Deploying Crawlee in Self-hosted Servers
Hello, I'm quite new in using crawlee and scraping using javascript in general. I have experience in using python for creating medium scale scraping (multiple playwright browser orchestrated by airflow). Is there any analogue for this in js/node ecosystem, or the more node-ish way of orchestrating multiple crawler in self-hosted server?
For now the options that I can think of is Wraping the script using express js and hitting it with API call periodically (like cron/ airflow). Is there any better way of doing this?
* I've tried searching for scaling/deploy in the forum but haven't found any that I could understand and implement
5 Replies
extended-salmon•3y ago
Yea there's no resources out there about self-hosting (likely since it goes against how apify makes money) -- but what are you trying to achieve? crawlers working together or draining a shared queue?
passive-yellow•3y ago
I did the same. Encapsulated the crawler inside express app. But I havent tested the scalbility of it.
sensitive-blue•3y ago
I'm trying to do exactly that right now. Have you guys figured out how to use a cron with crawlee ? I have a CheerioCrawler that i want to run every 30 minutes and i use node-cron for that. When the next job arrives, it doesn't start the crawler again, it only logs that the crawler has already finished. I've made posts on this forum but haven't found a fix :/
If anyone knows, it would mean a lot. I'm stuck! I'll put below a link to the codesandbox of the 'issue'.

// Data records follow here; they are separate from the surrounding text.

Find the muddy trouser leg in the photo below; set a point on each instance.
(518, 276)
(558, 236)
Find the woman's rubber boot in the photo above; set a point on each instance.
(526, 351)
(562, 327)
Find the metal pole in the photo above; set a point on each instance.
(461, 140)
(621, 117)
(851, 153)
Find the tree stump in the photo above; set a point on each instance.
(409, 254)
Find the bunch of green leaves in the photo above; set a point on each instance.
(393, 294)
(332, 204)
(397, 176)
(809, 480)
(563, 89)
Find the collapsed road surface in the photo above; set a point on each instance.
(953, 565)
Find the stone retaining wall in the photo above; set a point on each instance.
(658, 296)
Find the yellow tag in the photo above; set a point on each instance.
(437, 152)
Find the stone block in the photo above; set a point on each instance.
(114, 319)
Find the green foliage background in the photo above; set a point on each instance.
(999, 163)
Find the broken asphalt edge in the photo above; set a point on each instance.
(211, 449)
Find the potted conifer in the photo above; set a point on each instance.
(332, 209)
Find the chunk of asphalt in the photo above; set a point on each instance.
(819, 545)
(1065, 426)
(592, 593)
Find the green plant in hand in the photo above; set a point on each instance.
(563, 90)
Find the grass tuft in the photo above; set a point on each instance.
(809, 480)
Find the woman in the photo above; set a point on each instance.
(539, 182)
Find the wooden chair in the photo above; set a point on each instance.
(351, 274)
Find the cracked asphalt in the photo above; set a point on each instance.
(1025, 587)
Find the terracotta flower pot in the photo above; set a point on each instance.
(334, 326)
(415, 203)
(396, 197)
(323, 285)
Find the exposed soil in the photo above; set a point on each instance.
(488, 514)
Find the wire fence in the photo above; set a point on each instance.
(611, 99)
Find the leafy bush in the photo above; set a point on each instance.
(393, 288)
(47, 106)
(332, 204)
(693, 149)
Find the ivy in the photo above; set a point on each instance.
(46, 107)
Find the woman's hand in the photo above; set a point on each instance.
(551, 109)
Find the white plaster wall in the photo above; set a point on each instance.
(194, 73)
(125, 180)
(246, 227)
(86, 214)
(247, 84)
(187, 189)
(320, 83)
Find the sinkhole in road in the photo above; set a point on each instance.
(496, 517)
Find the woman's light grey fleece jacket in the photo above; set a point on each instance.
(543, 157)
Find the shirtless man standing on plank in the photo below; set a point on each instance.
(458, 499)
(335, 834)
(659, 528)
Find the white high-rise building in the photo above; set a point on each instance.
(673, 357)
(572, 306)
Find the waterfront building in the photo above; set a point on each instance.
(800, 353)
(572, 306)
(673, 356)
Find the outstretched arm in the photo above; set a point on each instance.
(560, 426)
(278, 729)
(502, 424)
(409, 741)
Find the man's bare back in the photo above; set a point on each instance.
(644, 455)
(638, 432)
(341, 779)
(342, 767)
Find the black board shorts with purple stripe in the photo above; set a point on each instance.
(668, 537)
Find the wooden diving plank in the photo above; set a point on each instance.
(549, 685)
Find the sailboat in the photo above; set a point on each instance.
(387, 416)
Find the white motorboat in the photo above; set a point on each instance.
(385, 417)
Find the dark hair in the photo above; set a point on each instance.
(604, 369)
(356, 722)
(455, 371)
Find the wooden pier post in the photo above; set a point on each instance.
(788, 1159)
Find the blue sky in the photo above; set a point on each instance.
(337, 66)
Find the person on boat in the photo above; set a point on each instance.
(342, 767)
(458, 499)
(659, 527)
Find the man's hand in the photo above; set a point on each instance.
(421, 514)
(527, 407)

@curioussoul Were you able to call the api of your crawler periodically ?
https://codesandbox.io/p/sandbox/crazy-stitch-p759zo?file=%2Findex.js&selection=%5B%7B%22endColumn%22%3A33%2C%22endLineNumber%22%3A8%2C%22startColumn%22%3A33%2C%22startLineNumber%22%3A8%7D%5D
crazy-stitch-p759zo
CodeSandbox is an online editor tailored for web applications.
passive-yellow•3y ago
Yes I was able to call it periodically. I can give you an idea. Do the exact same thing I did and make and api and call that api via cron job. Remember that I start my crawler outside the api and only add requests to the queue on each api call. There is also a function in the constructor of the crawler which define what to do when the request queue is empty and I return false from that function so the crawler never dies but wait for the new requests to be added.
sensitive-blue•3y ago
Great idea ! Thank you so much @curioussoul !